Les servitudes d’un métier de pauvre (4) : à pauvre, pauvre et demi.

Tous les instituteurs africains n’ont pas la chance d’être payés, en tout cas par l’Etat. Dans les nombreux pays où le gouvernement ne parvient pas à recruter assez d’instituteurs, les populations se débrouillent de façon autonome. Les parents recrutent directement, avec bien entendu des critères un peu différents de ceux des ministères. La présence sur place du candidat est le premier de ces critères, son sérieux – les diplômes ou capacités académiques sont bienvenus, mais sans plus. Les parents payent un peu, ce qu’ils peuvent. On arrive souvent là, au village, sur les frontières de l’économie monétaire et du troc. A un salaire de survie (on parle souvent de 10 000 francs CFA, environ, soit 15 euros par mois) s’ajoutent des sortes d’avantages en nature, on prête un champ, par exemple. Il arrive que les parents prêtent au maître même les enfants de l’école, une demi-journée par semaine, pour les travaux du fameux champ.

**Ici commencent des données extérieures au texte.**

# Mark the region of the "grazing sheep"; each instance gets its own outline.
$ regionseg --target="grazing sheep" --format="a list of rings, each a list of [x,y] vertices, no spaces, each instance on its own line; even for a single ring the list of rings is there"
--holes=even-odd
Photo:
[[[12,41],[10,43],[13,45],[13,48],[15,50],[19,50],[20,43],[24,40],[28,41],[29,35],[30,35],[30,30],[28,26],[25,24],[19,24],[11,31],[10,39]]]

Tous les pays africains ne sont pas logés à la même enseigne sur ce terrain. Les maîtres communautaires n’existent pas là où l’Etat est parvenu à assurer plus ou moins un minimum de couverture scolaire avec les ressources publiques, quitte à recruter lui-même des volontaires ou des contractuels à des salaires très inférieurs à ceux des fonctionnaires. Il n’y a pas d’enseignants communautaires en Mauritanie ou au Burkina- Faso, à l’opposé, ces maîtres représentent les deux tiers des instituteurs en exercice au Tchad, presque la moitié en République centrafricaine, plus du quart au Togo, ils sont présents dans toutes les écoles du Congo Démocratique.

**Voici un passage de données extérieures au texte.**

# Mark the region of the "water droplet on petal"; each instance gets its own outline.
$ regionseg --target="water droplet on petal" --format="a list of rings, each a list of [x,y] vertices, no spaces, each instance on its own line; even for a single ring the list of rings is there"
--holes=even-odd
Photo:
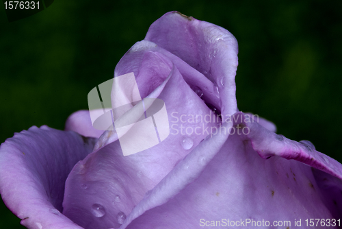
[[[102,217],[105,215],[106,211],[102,205],[94,204],[92,206],[92,213],[96,217]]]
[[[115,200],[115,202],[118,202],[118,203],[120,203],[121,202],[121,200],[120,199],[120,196],[118,196],[118,195],[116,195],[114,200]]]
[[[50,213],[51,213],[53,214],[55,214],[56,215],[61,215],[61,213],[60,213],[60,211],[58,210],[57,210],[56,208],[51,208],[50,209]]]
[[[184,138],[182,140],[182,146],[184,148],[184,149],[190,149],[192,146],[194,145],[194,142],[190,138]]]
[[[304,144],[304,145],[308,145],[311,148],[311,151],[312,151],[312,149],[316,149],[316,148],[315,147],[315,145],[310,141],[308,141],[308,140],[302,140],[302,141],[300,141],[300,143],[302,143],[302,144]]]
[[[126,219],[126,215],[124,215],[124,213],[120,211],[120,213],[118,213],[117,218],[118,218],[118,222],[120,224],[122,224],[124,223],[124,219]]]
[[[220,91],[218,91],[218,86],[216,84],[214,84],[213,86],[213,92],[214,95],[220,98]]]
[[[277,135],[276,135],[276,139],[279,141],[284,141],[284,136],[282,134],[277,134]]]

Les gouvernements sont désemparés face à ce phénomène. Les finances ne leur permettent pas de recruter, même progressivement, tous ces instituteurs dans la fonction publique. La République centrafricaine a essayé une politique de ce type, son expérience a montré que plus l’Etat reprenait les maîtres communautaires à son compte, plus les parents en recrutaient de nouveaux, on attendait que leur nombre baisse et il a doublé entre 2007 et 2012. D’autres pays, comme le Togo ou le Tchad, tentent de subventionner un peu les maîtres ou les communautés qui les recrutent, mais cela se heurte à de lourdes difficultés pratiques ; du fait même que ces recrutements sont spontanés et informels, ils ne sont pas faciles à suivre avec les procédures ordinaires de la bureaucratie. Les ministères expriment aussi beaucoup de méfiance vis à vis de ces maîtres qu’ils contrôlent peu, qui seraient insuffisamment formés et n’auraient pas de bons résultats. Rien n’est moins sûr pourtant. Bien entendu, ils ne sont pas passés par les écoles professionnelles, mais personne n’a jamais pu montrer par des chiffres que les résultats des enfants sont moins bons avec eux qu’avec des instituteurs fonctionnaires – les chiffres feraient plutôt supposer le contraire.

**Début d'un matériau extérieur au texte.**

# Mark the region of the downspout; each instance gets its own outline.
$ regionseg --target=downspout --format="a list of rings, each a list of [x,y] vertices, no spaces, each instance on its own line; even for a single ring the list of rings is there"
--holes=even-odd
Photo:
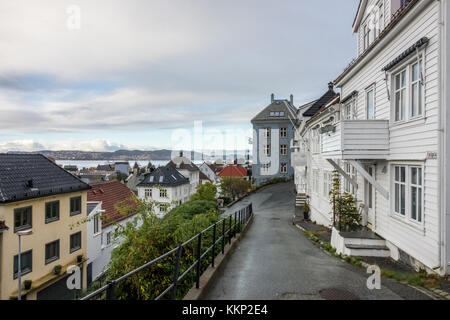
[[[439,248],[438,248],[438,255],[439,255],[439,266],[435,268],[435,270],[440,269],[441,271],[445,272],[446,270],[446,261],[445,261],[445,214],[446,214],[446,206],[445,206],[445,178],[442,178],[442,174],[446,174],[444,169],[445,166],[445,156],[443,152],[445,151],[445,122],[446,119],[443,116],[446,116],[445,111],[443,112],[443,108],[445,108],[445,99],[444,94],[445,87],[443,87],[444,82],[443,77],[445,74],[445,70],[443,70],[445,64],[443,63],[444,60],[444,54],[445,51],[443,50],[445,43],[445,38],[443,35],[445,33],[442,31],[442,28],[445,28],[444,24],[444,1],[439,1],[439,55],[438,55],[438,65],[439,65],[439,90],[438,90],[438,101],[440,102],[440,106],[438,108],[438,117],[439,117],[439,129],[438,129],[438,159],[439,159],[439,165],[438,165],[438,182],[439,182],[439,203],[438,203],[438,212],[439,212],[439,219],[438,219],[438,228],[439,228]]]

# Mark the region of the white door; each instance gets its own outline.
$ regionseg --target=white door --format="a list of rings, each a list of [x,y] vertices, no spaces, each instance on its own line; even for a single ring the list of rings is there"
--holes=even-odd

Il reste qu’aujourd’hui, on est bien en peine de trouver un gouvernement qui ait déterminé une ligne de conduite claire vis à vis de ces instituteurs communautaires, qui témoignent tout simplement de la vigueur de la demande d’éducation de la part des populations et dont la présence sonne comme un défi aux autorités : vous ne faites rien pour nous, ce n’est pas si grave, on se débrouille.

Tout reste à apprendre. Ces maîtres spontanés ont-ils par (ou grâce à) leur isolement inventé des façons de faire la classe qui pourraient intéresser l’ensemble des écoles ? Les communautés ont-elles inventé des façons de recruter et de s’attacher les maîtres, qui seraient reproductibles même pour ceux qui restent agents publics ? Préfèreraient-elles recevoir des aides et garder les instituteurs  qu’elles se sont attachés, ou bien en changer pour des fonctionnaires ? Dans l’exploration de questions de ce genre, il y a fort à parier que l’on puisse trouver quelques moyens de desserrer l’équation étrangleuse des instituteurs africains.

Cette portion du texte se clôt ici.